Quand on retient son souffle, la poitrine devient peu à peu oppressée, jusqu'à devenir insupportable. Beaucoup pensent que c'est parce que l'oxygène vient à manquer. Pourtant, à ce moment-là, il reste encore plus de 80 % de l'oxygène du corps. La vraie cause de cette gêne, c'est le dioxyde de carbone qui s'accumule faute de pouvoir sortir. Et cette confusion peut coûter la vie dans l'eau.

Publié le : 18.09.2026 Difficulté : ★☆☆ (aucun prérequis nécessaire) Les formules n'apparaissent que dans le dernier volet dépliable
Imaginez d'abord cette scène

Enfant, avez-vous déjà fait un concours avec des amis pour voir qui pouvait retenir son souffle le plus longtemps ?

Passé les 30 secondes, la poitrine commence à s'agiter et le fond de la gorge se met à bouger tout seul. Avant même d'atteindre une minute, la plupart des gens reprennent leur respiration.

Mais à ce moment-là, l'oxygène était-il vraiment épuisé ? En réalité, il en reste énormément.

Le corps ne surveille que deux choses

1
L'oxygène en réserve est plus abondant qu'on ne le pense

Les poumons et le sang contiennent une réserve d'oxygène qui suffit pour plusieurs minutes au repos. En retenant son souffle une minute, on n'en consomme presque rien. Le manque d'oxygène n'a donc pas encore lieu.

2
Le dioxyde de carbone, lui, n'a plus d'issue et s'accumule d'un coup

Le corps continue de produire du dioxyde de carbone même au repos. En retenant son souffle, la sortie se bouche et il s'accumule dans le sang. Le cerveau surveille ce niveau d'accumulation et déclenche la sensation de gêne.

Autrement dit, la gêne n'est pas une alerte de panne sèche, mais une alerte de débordement des déchets. Voyons ces deux points dans l'ordre.

L'oxygène diminue à peine en une minute

Le corps d'un adulte stockerait, en comptant l'air des poumons et celui dissous dans le sang, plus d'un litre d'oxygène. Or, au repos assis, le corps consomme environ 0,25 litre d'oxygène par minute.

Une simple division montre qu'il reste plusieurs minutes de marge. En effet, même après une minute d'apnée, plus de 80 % de la réserve subsiste. Et pourtant, nous ne tenons pas une minute.

La figure 1 résume cette évolution dans le temps. Comparez la ligne qui descend et celle qui monte.

Ce qui se passe dans le corps pendant 1 minute d'apnée 0 s 30 s 60 s Temps depuis l'apnée → Ligne du haut : oxygène (baisse à peine) Ligne du bas : CO2 accumulé Pointillé : limite de tolérance Ici : sensation "impossible de tenir"
Figure 1 : une minute d'apnée. La ligne du haut, qui descend doucement, représente l'oxygène ; celle du bas, qui monte vite, le dioxyde de carbone. C'est le niveau de dioxyde de carbone, et non le manque d'oxygène, qui atteint le premier la « limite de tolérance » marquée en pointillé.

Le dioxyde de carbone rend le sang légèrement acide

Le corps brûle ce qu'il mange pour en tirer de l'énergie. Cette réaction produit toujours du dioxyde de carbone. Même en apnée, cette production ne s'arrête pas.

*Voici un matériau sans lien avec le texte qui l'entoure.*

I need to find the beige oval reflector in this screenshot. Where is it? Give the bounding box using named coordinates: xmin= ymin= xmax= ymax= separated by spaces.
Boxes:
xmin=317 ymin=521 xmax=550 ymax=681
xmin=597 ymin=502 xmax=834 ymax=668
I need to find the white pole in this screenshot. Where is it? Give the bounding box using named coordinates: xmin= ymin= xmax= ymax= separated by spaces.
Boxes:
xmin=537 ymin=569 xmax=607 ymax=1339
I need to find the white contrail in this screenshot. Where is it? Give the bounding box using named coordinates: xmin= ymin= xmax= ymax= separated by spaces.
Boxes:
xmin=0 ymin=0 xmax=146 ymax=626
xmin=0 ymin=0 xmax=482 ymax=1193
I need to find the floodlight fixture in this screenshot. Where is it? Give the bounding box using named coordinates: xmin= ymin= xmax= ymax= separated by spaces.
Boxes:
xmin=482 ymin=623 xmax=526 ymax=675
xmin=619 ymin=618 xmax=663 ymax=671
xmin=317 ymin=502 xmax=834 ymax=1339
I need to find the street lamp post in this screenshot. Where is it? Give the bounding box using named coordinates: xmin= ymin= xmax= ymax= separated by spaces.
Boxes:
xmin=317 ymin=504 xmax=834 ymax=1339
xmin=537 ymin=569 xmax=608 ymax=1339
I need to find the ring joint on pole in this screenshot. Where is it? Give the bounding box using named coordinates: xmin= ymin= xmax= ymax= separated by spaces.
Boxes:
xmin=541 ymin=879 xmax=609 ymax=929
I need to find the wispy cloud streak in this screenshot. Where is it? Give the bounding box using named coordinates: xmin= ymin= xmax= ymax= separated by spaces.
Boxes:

Le dioxyde de carbone accumulé se dissout dans l'eau du sang et forme de l'acide carbonique. Cet acide, bien que faible, fait pencher le sang légèrement vers l'acidité. Des cellules sentinelles situées à la base du cerveau détectent ce basculement avec une extrême sensibilité.

Elles émettent alors un ordre : « expirer immédiatement ». La sensation d'oppression dans la poitrine, ou celle de la gorge qui bouge toute seule, ne sont rien d'autre que cet ordre en action. On considère aussi que ce n'est pas le taux d'oxygène, mais bien la concentration de dioxyde de carbone, qui règle habituellement le rythme de la respiration.

💡 Il existe aussi des sentinelles de l'oxygène. Mais elles interviennent plus tard

À l'endroit où les grosses artères du cou se divisent se trouvent également des sentinelles sensibles au manque d'oxygène. Mais celles-ci n'entrent fortement en action qu'après une baisse importante de l'oxygène. C'est leur travail qui accélère la respiration en haute montagne. Dans la vie quotidienne, ce sont les sentinelles du dioxyde de carbone qui réagissent bien avant.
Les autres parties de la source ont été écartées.